Granada is revered for its most famous site, the lavish Alhambra. 

It has an enshrined medieval history and was one of the last strongholds of Moorish influence on the Iberian peninsula. It is like Seville, only less complicated or sophisticated. It hums with a cosmopolitan feel, awash with a nightlife only rivaled by its larger cousins. 

But there is more to this city than the Alhambra, with the snow capped Sierra Nevada backdrop. The Alhambra is hard to sum up with a few words – it is a palace, castle, summer retreat and enclosed town all in one enchanting place. I have decided to devote a separate post to the Alhambra.

This is a place that does not require any real research as you let your intuition lead you, with a map, to discover the city. It is a stunning city, with the Sierra Nevada as a backdrop. It is where you still get free tapa with every drink ordered. It is where cultures clash but are in unison.

The beauty about Granada is that most of the sights are within an easy walk within the city centre. Plaza Nueva is the focal point of the city. It links the Albayzin on one hill with the Alhambra on the other. 
Below the Alhambra lies the former Jewish quarter, the Realjo. This is central Granada.

The Albayzin, Granada’s Arab quarter, is north from Plaza Nueva. After the reconquest this is where the Moorish population that wanted to remain in Granada settled and it’s impossible to ignore the influence on the architecture of this captivating part of the city. Eventually the Muslims were expelled and their mosques became churches. As befits a Medina, the street plan is a tangle of tight alleys with tall townhouses painted white. 

Essentially, the Albayzin is a place for aimless wandering – cobbled streets with Granada mansions. The mansions, or Carmens as they are known, retain the true tand original concept – a quiet, private house with high walls and terraced gardens, overlooking the Alhambra.

At the top of the Albayzin district is the church of San Nicolas, fronted by this square. It enjoys the definitive view of the Alhambra, set off by the vast peaks of the Sierra Nevada in the background.

Beneath the Albayzin district is this street that traces the course of the little River Darro as it flows through the city where the old walls would have been. It’s one of the most beautiful walks in Granada. The street can taper to just a couple of metres-wide in places, and all the while you have views down to the river and lush vegetation on its banks.

Once you make it out of the labyrinth of metre-wide lanes, the Parisian style Plaza Bib Ramblas a great spot for people watching, by the high, central fountain and at one of the old city gates into the silk souk.

Built on top of Granada’s mosque at the start of the 16th century this magnificent building is Spain’s second-largest cathedral. It was erected during a transition in fashion, so the foundations are gothic even if the main structure and interior are from the renaissance. It is easy to soak up the brilliance of this cathedral and lift your gaze to the stained glass windows, sculptures and paintings on the sides.

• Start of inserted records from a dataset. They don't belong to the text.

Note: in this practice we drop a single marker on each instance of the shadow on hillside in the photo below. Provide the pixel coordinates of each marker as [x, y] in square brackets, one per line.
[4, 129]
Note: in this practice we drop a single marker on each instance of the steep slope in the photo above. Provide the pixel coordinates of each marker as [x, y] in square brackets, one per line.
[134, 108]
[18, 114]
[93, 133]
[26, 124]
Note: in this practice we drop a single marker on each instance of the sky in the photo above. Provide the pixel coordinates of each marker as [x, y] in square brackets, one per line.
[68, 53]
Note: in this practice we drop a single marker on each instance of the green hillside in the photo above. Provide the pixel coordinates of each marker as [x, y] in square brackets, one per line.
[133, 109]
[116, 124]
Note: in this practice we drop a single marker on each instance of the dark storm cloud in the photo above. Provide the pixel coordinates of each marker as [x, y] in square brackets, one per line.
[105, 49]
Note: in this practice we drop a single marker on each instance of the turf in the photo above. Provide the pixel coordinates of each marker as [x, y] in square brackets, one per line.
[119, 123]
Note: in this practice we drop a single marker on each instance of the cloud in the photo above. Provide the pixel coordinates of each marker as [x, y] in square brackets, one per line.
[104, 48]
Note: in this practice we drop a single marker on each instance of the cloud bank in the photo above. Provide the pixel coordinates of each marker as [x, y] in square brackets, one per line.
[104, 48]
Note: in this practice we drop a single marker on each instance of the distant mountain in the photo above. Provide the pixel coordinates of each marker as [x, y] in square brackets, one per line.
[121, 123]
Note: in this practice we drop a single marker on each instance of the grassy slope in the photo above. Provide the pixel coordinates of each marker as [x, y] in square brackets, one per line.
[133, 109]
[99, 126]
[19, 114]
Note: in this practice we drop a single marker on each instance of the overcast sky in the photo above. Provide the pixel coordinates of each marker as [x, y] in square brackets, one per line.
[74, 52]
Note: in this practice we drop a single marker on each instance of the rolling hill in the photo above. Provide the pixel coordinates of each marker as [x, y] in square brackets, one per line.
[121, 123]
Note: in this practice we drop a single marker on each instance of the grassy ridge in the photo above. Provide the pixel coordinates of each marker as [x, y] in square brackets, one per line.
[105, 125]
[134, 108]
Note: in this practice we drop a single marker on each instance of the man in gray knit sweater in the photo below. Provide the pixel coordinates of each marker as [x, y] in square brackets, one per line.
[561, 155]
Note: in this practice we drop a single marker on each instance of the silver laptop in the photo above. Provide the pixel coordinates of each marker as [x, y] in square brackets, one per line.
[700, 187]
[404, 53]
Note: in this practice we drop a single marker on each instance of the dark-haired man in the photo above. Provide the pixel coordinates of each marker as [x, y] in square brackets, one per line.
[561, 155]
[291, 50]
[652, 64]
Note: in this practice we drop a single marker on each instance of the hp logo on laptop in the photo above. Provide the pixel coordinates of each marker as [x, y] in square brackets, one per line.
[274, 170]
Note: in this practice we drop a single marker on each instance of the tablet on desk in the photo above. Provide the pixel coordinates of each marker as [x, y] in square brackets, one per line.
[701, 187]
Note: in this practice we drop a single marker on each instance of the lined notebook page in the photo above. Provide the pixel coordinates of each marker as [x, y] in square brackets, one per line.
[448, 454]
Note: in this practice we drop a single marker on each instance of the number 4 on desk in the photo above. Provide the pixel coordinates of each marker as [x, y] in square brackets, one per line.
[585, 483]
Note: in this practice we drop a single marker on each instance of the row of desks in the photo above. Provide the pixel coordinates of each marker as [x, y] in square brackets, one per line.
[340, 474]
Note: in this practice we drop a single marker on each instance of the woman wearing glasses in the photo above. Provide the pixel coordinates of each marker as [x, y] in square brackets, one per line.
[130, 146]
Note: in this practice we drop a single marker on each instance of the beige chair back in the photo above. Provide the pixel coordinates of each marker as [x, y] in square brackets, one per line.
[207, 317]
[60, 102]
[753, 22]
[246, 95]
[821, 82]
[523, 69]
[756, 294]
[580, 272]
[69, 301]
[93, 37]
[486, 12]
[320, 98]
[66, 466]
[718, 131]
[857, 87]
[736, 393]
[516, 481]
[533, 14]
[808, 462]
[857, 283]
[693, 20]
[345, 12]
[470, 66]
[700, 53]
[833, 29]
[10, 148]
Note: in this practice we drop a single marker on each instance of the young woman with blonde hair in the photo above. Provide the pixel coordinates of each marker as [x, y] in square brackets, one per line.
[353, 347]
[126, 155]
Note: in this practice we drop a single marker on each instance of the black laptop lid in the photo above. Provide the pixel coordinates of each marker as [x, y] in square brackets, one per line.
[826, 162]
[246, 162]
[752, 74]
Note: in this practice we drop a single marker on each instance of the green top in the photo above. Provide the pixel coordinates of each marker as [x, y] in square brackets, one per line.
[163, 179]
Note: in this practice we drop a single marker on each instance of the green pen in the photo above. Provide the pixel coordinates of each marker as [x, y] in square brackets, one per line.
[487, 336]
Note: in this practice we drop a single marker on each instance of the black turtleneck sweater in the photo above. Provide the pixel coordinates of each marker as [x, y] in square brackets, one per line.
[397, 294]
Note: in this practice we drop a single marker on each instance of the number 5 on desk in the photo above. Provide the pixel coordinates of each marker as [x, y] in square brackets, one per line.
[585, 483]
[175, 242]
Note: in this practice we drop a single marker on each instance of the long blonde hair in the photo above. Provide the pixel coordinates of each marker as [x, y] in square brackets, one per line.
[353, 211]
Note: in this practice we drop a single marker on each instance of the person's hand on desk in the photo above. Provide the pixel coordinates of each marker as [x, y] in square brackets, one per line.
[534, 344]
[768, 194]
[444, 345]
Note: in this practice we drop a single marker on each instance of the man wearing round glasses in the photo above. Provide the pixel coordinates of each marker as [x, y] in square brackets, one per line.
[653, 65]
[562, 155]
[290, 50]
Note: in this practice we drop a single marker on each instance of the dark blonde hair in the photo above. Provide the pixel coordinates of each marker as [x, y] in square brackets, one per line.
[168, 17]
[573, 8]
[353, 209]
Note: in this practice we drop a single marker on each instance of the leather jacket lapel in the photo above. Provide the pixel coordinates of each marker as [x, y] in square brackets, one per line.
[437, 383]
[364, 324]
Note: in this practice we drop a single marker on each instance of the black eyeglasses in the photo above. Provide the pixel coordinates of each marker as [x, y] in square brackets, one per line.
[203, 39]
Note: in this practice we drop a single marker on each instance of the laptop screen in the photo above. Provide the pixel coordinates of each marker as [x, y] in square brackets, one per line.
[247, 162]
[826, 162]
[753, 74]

The Alcaiceria was the location for Granada’s Great Bazaar, where merchants would tout their silks and spices along several crisscrossing streets. Nowadays what’s left is a passageway full of souvenir shops, some of which hold more interest than others. You can still see where the gates once stood.

The oldest remaining monument constructed during the Nasrid dynasty, the Corral del Carbon was a warehouse and shelter for merchants, built in the 1200s. In its day, this was where traders who had traveled from afar to the nearby Alcaiceria could store their wares and rest for the night.
Granada is a beautiful city.  It’s not all whitewashed buildings. In the Albayzin neighbourhood you experience how the city has looked centuries ago, then you can give your heels a rest and head down to the modern city. There are brightly painted buildings near Plaza Nueva.  The area by the river looks almost Italian.  And other parts of the old city almost look like they could be in a Moroccan souk.  So many neighbourhoods and all of them with their own unique character. And, like the rest of Andalusia, the summers are very hot with clear blue skies.